En jeu, les ambitions atomiques de Pyongyang, sous le coup de sanctions internationales draconiennes imposées au fil des années et des crises par le Conseil de sécurité de l'ONU.
«Nous restons déterminés à parvenir à la dénucléarisation complète, vérifiable et irréversible de la péninsule coréenne», a martelé M. Pompeo dans un tweet.
Dans un compte-rendu du déplacement de l'homme fort de Pyongyang, l'agence nord-coréenne KCNA a évoqué l'avènement d'une «ère nouvelle», confirmant que la dénucléarisation mais aussi «un mécanisme de maintien de la paix permanent et durable dans la péninsule coréenne» seraient au menu du sommet.
Un haut responsable américain a vu dans cette formulation «un message d'optimisme».
Mais l'exigence américaine bute depuis des années sur la résistance opiniâtre des Nord-Coréens.
En 1994 puis en 2005, des accords avaient été conclus mais aucun d'entre eux n'a jamais été réellement appliqué, et la Corée du Nord a multiplié depuis 2006 les essais nucléaires et balistiques, jusqu'à la dangereuse escalade de l'an dernier.
En rencontrant Kim, Trump mise sur son instinct et ses talents autoproclamés de négociateur hors pair. Mais alors que son administration laissait miroiter un accord historique le 12 juin, elle s'est dernièrement évertuée à faire retomber les attentes, évoquant le début d'un «processus» inédit.
Rafales de tweets sur le G7
Les protagonistes sont certes nouveaux, y compris le président sud-coréen Moon Jae-in, très investi dans un rapprochement avec le Nord.
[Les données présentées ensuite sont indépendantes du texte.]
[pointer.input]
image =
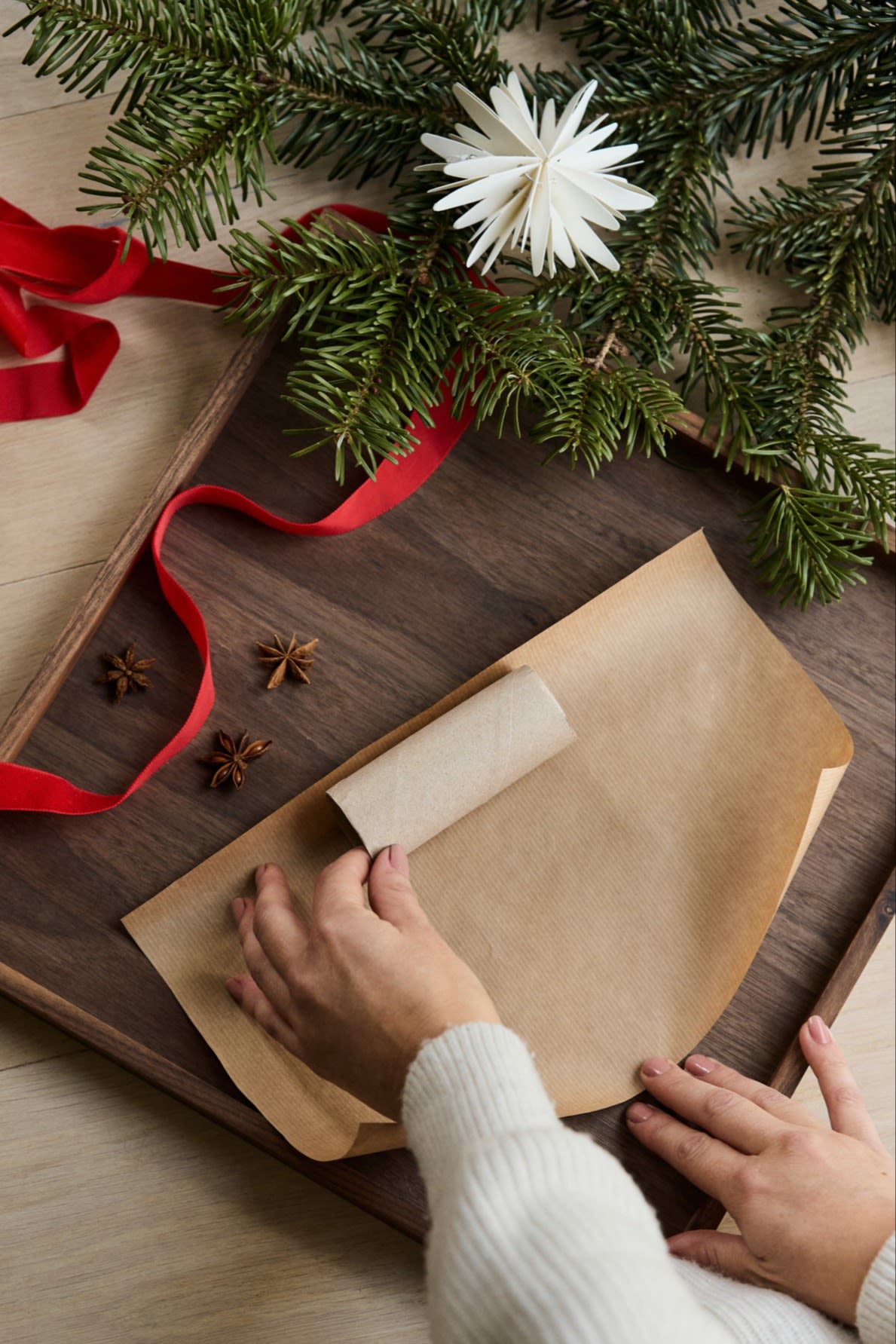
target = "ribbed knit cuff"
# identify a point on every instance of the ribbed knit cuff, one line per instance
(470, 1083)
(876, 1311)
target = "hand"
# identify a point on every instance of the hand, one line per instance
(815, 1205)
(356, 990)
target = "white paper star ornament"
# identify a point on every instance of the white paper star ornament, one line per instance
(539, 187)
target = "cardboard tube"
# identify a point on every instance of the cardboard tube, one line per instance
(453, 765)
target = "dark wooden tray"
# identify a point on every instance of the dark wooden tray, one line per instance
(492, 550)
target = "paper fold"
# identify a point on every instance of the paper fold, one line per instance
(453, 765)
(610, 899)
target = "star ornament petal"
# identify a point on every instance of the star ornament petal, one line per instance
(535, 185)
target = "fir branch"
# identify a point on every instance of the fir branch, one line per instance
(809, 545)
(437, 38)
(775, 74)
(601, 409)
(85, 43)
(365, 108)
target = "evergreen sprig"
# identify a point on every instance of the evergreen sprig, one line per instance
(211, 92)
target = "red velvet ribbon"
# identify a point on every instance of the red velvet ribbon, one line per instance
(84, 265)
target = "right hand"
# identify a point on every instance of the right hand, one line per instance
(813, 1205)
(355, 990)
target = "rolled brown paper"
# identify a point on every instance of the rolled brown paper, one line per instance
(453, 765)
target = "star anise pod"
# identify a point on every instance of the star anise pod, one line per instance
(293, 659)
(231, 758)
(125, 674)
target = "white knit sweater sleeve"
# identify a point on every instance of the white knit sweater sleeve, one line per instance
(539, 1237)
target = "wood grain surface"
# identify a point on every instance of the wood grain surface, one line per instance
(127, 1215)
(494, 549)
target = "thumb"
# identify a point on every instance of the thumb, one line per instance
(389, 889)
(722, 1251)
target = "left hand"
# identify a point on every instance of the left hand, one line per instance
(813, 1205)
(358, 988)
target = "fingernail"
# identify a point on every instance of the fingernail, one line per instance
(399, 861)
(818, 1031)
(700, 1066)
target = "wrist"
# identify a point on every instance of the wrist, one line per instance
(472, 1082)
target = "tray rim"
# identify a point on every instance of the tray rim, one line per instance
(234, 1114)
(192, 446)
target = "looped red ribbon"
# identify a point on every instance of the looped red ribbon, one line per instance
(84, 265)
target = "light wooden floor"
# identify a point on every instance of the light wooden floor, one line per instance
(125, 1217)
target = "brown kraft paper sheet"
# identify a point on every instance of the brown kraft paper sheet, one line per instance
(610, 899)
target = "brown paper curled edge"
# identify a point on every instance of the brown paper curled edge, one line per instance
(610, 899)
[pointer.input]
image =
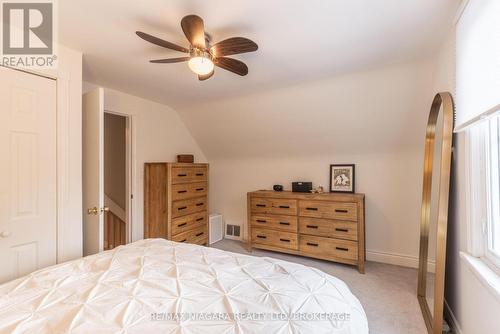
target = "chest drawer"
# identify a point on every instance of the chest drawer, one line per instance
(330, 210)
(274, 205)
(329, 228)
(188, 206)
(188, 190)
(189, 222)
(275, 222)
(189, 174)
(328, 248)
(274, 238)
(197, 236)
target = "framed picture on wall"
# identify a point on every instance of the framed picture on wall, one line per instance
(342, 178)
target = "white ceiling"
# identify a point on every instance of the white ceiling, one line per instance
(299, 40)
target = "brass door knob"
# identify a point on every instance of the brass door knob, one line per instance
(93, 211)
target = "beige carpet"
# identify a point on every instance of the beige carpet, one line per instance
(387, 292)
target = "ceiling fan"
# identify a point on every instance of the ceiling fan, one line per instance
(203, 56)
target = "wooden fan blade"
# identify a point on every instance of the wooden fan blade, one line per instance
(232, 46)
(194, 29)
(170, 60)
(206, 76)
(161, 42)
(232, 65)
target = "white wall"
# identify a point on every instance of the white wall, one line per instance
(159, 136)
(375, 119)
(115, 159)
(471, 304)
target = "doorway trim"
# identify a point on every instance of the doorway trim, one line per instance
(130, 170)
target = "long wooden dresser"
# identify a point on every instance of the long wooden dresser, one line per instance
(176, 202)
(329, 226)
Mais les ingrédients d'un éventuel accord sont, à de nombreux égards, les mêmes que par le passé: une dénucléarisation progressive en échange d'un soutien économique, des garanties de sécurité pour le régime reclus et un traité de paix mettant formellement fin à la guerre de Corée (1950-53).
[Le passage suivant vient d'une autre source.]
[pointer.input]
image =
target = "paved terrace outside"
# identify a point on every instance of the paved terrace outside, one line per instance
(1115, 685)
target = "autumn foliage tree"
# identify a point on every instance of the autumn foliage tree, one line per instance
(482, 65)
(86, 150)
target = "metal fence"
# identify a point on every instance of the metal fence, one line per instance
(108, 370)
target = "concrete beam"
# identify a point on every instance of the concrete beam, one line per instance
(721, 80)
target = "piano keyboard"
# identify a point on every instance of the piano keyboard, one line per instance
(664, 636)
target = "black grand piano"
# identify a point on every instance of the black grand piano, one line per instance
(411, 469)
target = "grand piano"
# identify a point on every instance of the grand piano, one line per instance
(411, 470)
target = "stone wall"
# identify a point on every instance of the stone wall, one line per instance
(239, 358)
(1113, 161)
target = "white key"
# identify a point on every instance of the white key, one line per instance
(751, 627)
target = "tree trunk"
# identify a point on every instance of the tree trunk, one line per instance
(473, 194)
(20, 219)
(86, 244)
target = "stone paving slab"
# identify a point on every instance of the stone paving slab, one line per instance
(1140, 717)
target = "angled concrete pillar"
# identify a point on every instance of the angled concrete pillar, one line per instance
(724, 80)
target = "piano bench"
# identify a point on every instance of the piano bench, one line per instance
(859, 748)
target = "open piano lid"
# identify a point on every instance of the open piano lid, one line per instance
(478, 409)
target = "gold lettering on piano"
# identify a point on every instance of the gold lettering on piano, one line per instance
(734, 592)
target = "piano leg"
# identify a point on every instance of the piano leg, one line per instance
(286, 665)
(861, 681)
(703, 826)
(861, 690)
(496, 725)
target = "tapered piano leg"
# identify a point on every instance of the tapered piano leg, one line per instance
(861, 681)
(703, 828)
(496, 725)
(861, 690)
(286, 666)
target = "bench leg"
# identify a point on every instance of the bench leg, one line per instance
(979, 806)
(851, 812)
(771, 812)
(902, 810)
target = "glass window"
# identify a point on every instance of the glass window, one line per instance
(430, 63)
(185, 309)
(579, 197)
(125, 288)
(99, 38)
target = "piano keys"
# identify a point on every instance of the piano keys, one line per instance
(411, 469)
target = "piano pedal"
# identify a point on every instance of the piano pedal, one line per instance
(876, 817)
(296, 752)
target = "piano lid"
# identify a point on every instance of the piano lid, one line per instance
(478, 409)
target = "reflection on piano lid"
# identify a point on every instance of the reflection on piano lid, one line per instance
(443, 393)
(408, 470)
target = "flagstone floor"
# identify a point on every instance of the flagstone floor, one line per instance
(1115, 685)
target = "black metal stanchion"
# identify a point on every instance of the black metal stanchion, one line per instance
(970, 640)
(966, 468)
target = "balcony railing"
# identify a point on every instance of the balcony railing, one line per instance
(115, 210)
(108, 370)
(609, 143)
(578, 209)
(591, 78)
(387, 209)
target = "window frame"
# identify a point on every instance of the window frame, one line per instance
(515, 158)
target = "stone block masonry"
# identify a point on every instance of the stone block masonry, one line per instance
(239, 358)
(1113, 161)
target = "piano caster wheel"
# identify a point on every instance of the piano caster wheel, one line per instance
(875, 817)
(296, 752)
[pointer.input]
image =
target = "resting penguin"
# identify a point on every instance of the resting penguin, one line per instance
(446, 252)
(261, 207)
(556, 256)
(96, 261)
«Trump a simplement offert ces rencontres aux Nord-Coréens sans obtenir aucune avancée», déplore l'expert Jeffrey Lewis dans Foreign Policy. «Il paraît évident depuis le début que la Corée du Nord n'a pas l'intention d'abandonner son arsenal nucléaire.»
Alors que l'homme d'affaires républicain a assuré ne pas avoir vraiment besoin de se préparer pour le sommet, son équipe tente de donner l'image d'un président concentré et studieux.
Mais il a consacré sa salve de tweets matinale aux vives tensions avec l'Europe et le Canada à l'issue d'un G7 qui a viré au fiasco, sur fond de guerre commerciale entre Washington et ses alliés.